In this work, we imposed network pathway grouping on a simple CNN architecture and found that different isolated subpathways would spontaneously learn distinct features of the training data. We also showed that this grouped pathway architecture had performance benefits over vanilla variants when holding parameter counts constant. We also made a poster here. I think this work was great, but we struggled with our message and audience. It was a project for Stanford's Computer Vision course so we attempted to frame the project as an architectural contribution, validating the representations on a performance benchmark (CIFAR10 image classification). I think the project is more interesting, however, for its qualtitative findings about learned representations. I still think this work has promise, but I'm not familiar with the greater literature. And since we completed this project, I think there has been some good theory work that could potentially explain our findings in terms of a Neural Race Reduction.

Improving Chain of Thought with Chain of Shortcuts

Date Released: Dec 6, 2023

Abstract: Large Language Models (LLMs) have demonstrated remarkable language modeling and sequence modeling capabilities with capabilities like In-Context Learning (ICL) and Chain of Thought (CoT) reasoning, akin to human working memory and reasoning. Drawing inspiration from dual process theory in human cognition, we propose a novel training technique called Chain of Shortcuts (CoS) that bridges the gap between LLMs’ System 1 (automatic) and System 2 (deliberate) modes. CoS enables LLMs to compress reasoning trajectories, encouraging associations between earlier and later steps in problem-solving, resulting in shorter, more flexible solutions. We demonstrate that CoS-trained language models maintain or outperform baseline models while generating distilled problem solutions, enhancing stability during training, and excelling in high-temperature environments. CoS’s effectiveness increases with the number of transformer layers until saturation. Our work not only contributes to mathematical transformers but also offers insights into human dual process theory, paving the way for more efficient and robust AI systems.
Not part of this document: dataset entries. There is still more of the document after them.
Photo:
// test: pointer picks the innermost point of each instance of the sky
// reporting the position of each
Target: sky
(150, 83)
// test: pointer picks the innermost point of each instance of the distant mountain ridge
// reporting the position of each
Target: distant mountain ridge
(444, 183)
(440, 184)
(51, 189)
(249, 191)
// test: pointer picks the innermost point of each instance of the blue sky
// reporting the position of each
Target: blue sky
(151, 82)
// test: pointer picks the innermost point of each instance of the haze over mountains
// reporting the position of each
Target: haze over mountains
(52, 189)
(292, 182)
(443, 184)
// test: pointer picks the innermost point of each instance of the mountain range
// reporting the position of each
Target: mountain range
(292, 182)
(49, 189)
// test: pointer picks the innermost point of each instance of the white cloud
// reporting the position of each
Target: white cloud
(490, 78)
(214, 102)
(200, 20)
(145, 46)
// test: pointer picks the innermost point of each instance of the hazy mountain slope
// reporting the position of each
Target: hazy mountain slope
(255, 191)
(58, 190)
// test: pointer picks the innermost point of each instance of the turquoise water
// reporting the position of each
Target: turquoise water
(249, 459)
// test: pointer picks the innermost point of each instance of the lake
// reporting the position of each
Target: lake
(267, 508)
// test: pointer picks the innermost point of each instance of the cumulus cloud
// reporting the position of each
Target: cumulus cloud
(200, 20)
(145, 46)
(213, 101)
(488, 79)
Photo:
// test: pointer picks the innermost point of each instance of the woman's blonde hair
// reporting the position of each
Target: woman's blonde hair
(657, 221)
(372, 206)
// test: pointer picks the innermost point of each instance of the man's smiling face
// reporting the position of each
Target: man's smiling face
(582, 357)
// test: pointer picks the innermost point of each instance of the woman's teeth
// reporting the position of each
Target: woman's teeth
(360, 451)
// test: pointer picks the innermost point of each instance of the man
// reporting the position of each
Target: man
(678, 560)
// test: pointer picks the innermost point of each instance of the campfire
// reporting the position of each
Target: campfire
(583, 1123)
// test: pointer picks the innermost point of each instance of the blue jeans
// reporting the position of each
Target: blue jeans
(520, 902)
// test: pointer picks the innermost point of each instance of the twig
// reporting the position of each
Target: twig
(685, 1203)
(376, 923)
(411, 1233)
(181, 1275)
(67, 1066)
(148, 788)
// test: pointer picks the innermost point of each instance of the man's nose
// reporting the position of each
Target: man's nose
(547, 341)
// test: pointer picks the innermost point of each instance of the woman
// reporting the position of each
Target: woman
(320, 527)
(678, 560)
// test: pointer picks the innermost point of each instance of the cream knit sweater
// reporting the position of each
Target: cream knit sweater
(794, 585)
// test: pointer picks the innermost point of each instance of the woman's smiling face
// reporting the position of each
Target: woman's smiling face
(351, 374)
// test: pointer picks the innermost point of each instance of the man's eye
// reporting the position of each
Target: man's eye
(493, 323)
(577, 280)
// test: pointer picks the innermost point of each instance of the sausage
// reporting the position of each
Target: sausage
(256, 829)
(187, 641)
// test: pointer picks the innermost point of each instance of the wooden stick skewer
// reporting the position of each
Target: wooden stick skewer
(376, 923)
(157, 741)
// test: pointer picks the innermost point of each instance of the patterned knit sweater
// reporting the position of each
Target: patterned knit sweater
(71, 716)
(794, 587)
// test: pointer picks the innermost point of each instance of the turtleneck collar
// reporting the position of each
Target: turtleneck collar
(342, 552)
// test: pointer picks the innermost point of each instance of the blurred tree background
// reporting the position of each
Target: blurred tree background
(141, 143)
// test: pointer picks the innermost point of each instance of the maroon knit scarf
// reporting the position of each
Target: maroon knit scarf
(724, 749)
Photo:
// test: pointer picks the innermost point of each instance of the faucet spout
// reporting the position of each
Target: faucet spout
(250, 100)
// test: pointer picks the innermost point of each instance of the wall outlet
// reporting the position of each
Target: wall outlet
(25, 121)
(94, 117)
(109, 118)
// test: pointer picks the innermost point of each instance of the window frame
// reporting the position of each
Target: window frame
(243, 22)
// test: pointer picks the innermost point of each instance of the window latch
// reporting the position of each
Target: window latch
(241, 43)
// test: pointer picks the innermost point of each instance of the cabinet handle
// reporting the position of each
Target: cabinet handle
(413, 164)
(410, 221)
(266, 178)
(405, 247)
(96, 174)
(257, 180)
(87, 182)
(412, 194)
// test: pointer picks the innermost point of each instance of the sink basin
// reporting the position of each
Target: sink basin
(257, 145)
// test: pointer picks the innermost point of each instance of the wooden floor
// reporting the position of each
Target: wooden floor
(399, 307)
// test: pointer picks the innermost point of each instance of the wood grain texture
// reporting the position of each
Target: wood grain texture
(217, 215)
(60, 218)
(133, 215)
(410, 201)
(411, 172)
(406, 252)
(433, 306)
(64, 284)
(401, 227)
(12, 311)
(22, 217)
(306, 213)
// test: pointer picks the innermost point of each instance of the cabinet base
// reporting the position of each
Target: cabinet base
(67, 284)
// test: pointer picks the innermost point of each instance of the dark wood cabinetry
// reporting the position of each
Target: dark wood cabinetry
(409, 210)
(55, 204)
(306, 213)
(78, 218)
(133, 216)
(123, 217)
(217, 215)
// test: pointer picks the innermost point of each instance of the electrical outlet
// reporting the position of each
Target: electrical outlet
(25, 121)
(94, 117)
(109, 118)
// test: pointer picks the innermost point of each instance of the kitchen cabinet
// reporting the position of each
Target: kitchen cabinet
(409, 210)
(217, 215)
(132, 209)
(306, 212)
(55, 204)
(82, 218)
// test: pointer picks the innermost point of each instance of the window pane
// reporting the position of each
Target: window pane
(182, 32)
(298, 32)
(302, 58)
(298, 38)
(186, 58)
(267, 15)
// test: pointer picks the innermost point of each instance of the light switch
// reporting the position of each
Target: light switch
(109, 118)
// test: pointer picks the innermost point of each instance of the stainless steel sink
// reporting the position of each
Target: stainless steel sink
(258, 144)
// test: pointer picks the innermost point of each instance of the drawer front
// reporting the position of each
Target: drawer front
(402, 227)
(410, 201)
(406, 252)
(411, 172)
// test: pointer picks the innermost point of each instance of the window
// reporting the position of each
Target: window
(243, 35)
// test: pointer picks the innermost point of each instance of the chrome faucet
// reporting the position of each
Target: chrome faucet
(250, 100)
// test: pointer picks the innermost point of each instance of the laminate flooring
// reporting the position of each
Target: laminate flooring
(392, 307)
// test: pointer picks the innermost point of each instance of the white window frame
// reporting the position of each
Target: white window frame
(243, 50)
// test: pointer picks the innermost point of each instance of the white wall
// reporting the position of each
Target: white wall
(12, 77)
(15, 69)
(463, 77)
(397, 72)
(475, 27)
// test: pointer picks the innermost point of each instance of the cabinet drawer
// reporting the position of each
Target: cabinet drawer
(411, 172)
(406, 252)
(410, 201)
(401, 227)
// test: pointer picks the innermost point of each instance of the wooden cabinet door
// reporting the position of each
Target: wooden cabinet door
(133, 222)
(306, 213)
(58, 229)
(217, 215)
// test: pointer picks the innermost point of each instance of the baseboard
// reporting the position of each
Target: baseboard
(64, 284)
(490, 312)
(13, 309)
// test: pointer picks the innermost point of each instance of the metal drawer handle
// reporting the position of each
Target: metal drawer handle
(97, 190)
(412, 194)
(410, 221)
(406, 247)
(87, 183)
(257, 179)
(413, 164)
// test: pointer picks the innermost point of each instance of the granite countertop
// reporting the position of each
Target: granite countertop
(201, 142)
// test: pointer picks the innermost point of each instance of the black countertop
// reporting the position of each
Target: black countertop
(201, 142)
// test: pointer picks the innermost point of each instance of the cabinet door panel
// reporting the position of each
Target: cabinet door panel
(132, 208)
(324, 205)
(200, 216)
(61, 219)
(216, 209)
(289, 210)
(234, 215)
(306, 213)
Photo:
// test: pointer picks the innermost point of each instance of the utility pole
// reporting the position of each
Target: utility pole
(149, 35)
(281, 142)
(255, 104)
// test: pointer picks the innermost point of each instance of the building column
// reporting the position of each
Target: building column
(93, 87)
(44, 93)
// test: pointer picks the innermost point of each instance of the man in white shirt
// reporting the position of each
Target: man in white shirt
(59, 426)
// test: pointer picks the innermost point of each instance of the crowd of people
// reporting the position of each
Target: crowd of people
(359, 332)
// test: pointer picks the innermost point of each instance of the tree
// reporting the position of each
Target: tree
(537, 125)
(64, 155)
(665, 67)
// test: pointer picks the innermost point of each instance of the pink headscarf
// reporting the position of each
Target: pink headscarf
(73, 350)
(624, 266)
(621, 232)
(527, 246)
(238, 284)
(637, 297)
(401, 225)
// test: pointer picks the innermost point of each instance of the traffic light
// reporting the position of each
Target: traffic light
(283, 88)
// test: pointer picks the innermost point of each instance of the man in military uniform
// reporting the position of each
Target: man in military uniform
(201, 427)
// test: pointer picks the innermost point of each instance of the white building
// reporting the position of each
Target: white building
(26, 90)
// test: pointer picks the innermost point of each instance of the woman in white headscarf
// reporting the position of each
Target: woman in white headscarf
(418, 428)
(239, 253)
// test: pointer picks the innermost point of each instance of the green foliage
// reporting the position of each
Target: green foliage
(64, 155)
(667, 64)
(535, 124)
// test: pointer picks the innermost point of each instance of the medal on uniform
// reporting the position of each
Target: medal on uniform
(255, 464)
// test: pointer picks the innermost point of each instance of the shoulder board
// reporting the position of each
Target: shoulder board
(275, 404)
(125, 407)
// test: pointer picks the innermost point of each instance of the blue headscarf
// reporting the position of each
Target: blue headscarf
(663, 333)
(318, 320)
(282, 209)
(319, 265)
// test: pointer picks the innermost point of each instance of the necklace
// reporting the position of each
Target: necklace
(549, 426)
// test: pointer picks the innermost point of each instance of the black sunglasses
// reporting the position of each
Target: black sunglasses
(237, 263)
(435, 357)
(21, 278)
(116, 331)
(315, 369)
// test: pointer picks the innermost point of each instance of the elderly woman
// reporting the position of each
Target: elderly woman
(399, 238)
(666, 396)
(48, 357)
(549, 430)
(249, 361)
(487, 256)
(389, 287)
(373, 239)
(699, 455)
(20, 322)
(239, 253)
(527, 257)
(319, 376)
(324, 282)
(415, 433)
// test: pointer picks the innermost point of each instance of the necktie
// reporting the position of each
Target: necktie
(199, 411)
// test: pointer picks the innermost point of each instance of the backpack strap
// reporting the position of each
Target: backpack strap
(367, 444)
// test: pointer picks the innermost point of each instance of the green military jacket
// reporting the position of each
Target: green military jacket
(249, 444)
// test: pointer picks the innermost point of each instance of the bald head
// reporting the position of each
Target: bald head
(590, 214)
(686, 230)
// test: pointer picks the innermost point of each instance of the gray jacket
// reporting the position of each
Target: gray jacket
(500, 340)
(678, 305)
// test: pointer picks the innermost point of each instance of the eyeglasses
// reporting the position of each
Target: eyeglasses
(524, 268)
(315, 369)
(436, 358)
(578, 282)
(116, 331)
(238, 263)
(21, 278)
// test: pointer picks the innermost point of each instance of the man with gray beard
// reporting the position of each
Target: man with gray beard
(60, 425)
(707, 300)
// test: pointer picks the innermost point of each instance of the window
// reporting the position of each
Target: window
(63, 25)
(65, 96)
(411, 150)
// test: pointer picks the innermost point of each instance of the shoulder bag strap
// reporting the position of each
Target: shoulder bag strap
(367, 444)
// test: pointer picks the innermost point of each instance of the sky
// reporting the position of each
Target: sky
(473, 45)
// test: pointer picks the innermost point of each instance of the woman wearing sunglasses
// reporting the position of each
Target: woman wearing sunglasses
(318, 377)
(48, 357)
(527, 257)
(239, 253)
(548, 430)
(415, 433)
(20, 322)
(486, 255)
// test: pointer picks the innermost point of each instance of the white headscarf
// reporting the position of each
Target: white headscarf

Overall, this project's direction no longer seems promising as a longterm focus 😢 Another paper called GPT Can Solve Mathematical Problems Without a Calculator came out in September that essentially does what we were moving towards in terms of a Computer Science contribution. And the cognitive focus of this work is probably too abstract to be much of a contribution. This writeup was intended to be a NeurIPS workshop submission, but due to the reasons mentioned above, combined with a misinterpretation of the workshop deadline (12AM vs 12PM 😅), it was never submitted (and probably never will be).